There has been quite a bit of commentary surrounding the federal ethics rules these days. Questions and accusations from the opposition of improprieties coupled with denials, donations, and distraction from the governing party as they point fingers at the commissioner herself and her advice to Ministers.
But the real question, partisan commentary aside, is if the rules are sufficient for governing the behaviour of our elected officials, their staff, and senior members of the civil service. This is the topic that we explored on the weekly Ontario NewsWatch Salon with my fellow panelists. The full interaction can be viewed here, but I thought I would take my text and reproduce it on this site.
To date, the Prime Minister has taken the approach that the Liberals are following the same rules as the Conservatives did when they were in power. And he is right, in some cases. The reality is that the interpretation of the ethics code, and perhaps the penalties under the code, have long been in need of some modernization.
Lets us take the instance of the Minister of Finance. Not from a partisan point of view, but because this is the issue that has brought all of this to the forefront again. The Minister took advantage of what has been called by the Ethics Commissioner herself as a “loophole”. A loophole that she herself argued should be closed in committee hearings under the previous government. This loophole effectively let the Minister set up an Ethics Screen to ensure he did not cross any line while holding millions of dollars in publicly traded stock of his family company.
To me, and voters as a whole, this seem preposterous. How can this screen, which allows his personal Chief of Staff (with the Minister as the employer) have the power to tell her or his boss not to do something. Similarly, another option is the Deputy Minister, which while different, I submit is a similar version of the same issue with the Chief of Staff.

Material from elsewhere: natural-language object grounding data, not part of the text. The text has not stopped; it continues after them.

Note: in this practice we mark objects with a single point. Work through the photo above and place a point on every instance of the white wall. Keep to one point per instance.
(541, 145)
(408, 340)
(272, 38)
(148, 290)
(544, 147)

But in this case, the concern with such close advisors acting as a screen is not theoretical. We have tangible evidence that these screens did not work. Minister Morneau sponsored legislation that would make fundamental changes to pensions in Canada which would benefit the very company he owns stock in and was founded by his father. In fact, he knew so well the upside to the company finances of this move that he actively lobbied the government prior to being elected to encourage the same changes to benefit his company.
These acts are now the subject of an investigation by the Ethics Commissioner, but yet it seems that it was within the rules, despite the rule which states a Reporting Public Office Holder cannot hold anything defined as a "controlled asset" in section 20 of the Act. Controlled assets must be sold or placed in a blind trust within 120 days after the individual becomes a Reporting Public Office Holder.
So, for the sake of argument, what will happen if the Commissioner finds that the Minister’s Ethical Screen failed and there was an ethics breach? Well, the answer is not much, aside from sound bites and denials. Morneau, if he had not been called out by the opposition and the press, could have made millions in profits from the increase in the share value since he assumed the role of Minister of Finance, a position which effectively gives him regulatory powers over his family company now as a Minister of the crown. Yet the maximum penalty under the act? $500.00 .
The truth is that the Minister’s ethical screen approach appears to have failed, but the list of not following the rules does not end there.
Ministers are required to disclose all their assets to the Ethics Commissioner. Of course, Minister Morneau “forgot” about that villa in France and the corporation that owns it. We also know that he has many more numbered companies. What they are, what they hold, and why there are so many still remains a mystery. We can only go on faith that they are in compliance despite the other demonstrated lapses on the ones we know of.
I will say that I do not believe that Morneau is motivated by greed, profit, or deception. I have yet to meet many people in public life who are motivated by those things at the senior level, regardless of partisanship. But we do need to ask ourselves if we can continue to rely on proactive disclosure by the members themselves, without proactive investigation, to ensure compliance. With a maximum penalty of $500, the temptation to forget, misrepresent, or have a failed ethical screen is just too great. It is not a significant enough deterrent to stop willfully bad behaviour if it were to arise.
So how do we fix it?
We don’t have to look far for inspiration. The Lobby Commissioner rules, set up by the previous government, are the strongest in Canada, and amongst the strongest in the world. Now, anyone who knows me knows full well my frustration with the administration of the rules there, but the intent is something the government can look at.
For example, the Lobby Commissioner can find a lobbyist in breach of the Code for the “appearance” of a conflict with a member, while ethics rules require an actual conflict to find guilt. Compare the $500 fine for an ethics breach to the lobbyist act penalties of $200,000 and up to two years in prison. Why do we have much more significant penalties, including jail, for lobbyists but not politicians? Surely the politicians can affect more personal gain than a lobbyist. Surely the public expects more from an elected official or Minister of the crown than a lobbyist. Lobbyists have to proactively, publically, disclose all communications monthly in the interest of transparency. Why should the politicians be different? If they refuse to put items into a blind trust, they should be publically disclosed.
Clearly ethics reform is needed. Sadly, it is typically only the opposition, blue, red, or orange, who push for reform. Partisans of all stripes lose the will to change the system once on the benches on the other side of the isle.